Can we measure the more intangible but more important outcomes with tests?

E.g.

  • Curiosity and wonder about the world
  • Formulation of ideas, dreams and goals
  • Ability to socialise and communicate
  • Determination to overcome difficulties
  • Fresh, creative writing
  • Ability to think logically and problem solve
  • Children’s ability to empathise with others and ability to manage their own strong feelings
  • A feeling of self-worth and optimism?

Of course we can’t! You need careful observations and skilled teachers and parents to identify the above qualities.

All teachers know how important the above outcomes are to children’s lives and yet we concentrate on such a narrow band of abilities.

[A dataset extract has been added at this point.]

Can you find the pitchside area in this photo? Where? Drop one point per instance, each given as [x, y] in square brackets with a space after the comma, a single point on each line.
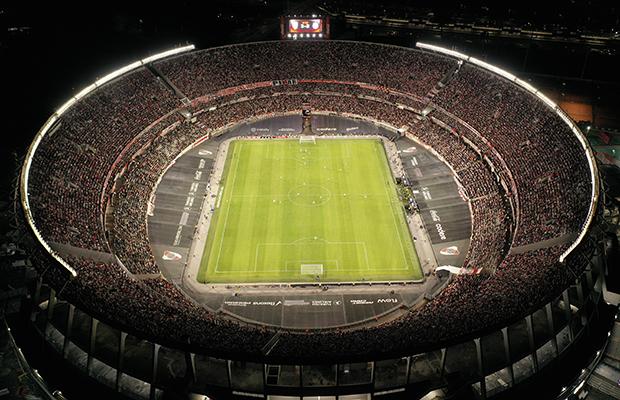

Why do we think education is always about measurable results?

Why are we so scared of aspects of education we cannot pin down?

A good education is so much more than the results in the areas that NAPLAN measures.

Once again, children are being likened to machines that just need information rammed in tightly.

NAPLAN completely ignores the fact that children have at least 8 intelligences. Children who lack skills in maths and literacy feel like complete failures.

We see children with amazing art ability and aptitude for thinking deeply and logically. We see children who know so much about science and have “out of the box” ideas for helping our environment. These kids are still consigned to the rubbish heap.

We have not come very far!

So many years and so little progress!

“Now, what I want is Facts. Teach these boys and girls nothing but Facts. Facts alone are wanted in life. Plant nothing else, and root out everything else. You can only form the minds of reasoning animals upon Facts; nothing else will ever be of any service to them.”
― Charles Dickens, Hard Times

The money spent on the development and administration of NAPLAN could so easily have been provided to schools for extra teachers, resources and ongoing professional development of teachers. That would have contributed to long lasting benefits for all Australian children!

Charles Dickens had it right- “There is a wisdom of the head, and… there is a wisdom of the heart.” – Hard Times

Hard Times ahead for education if we don’t get our heads out of the sand and stop applying flawed pedagogical principles to the education process!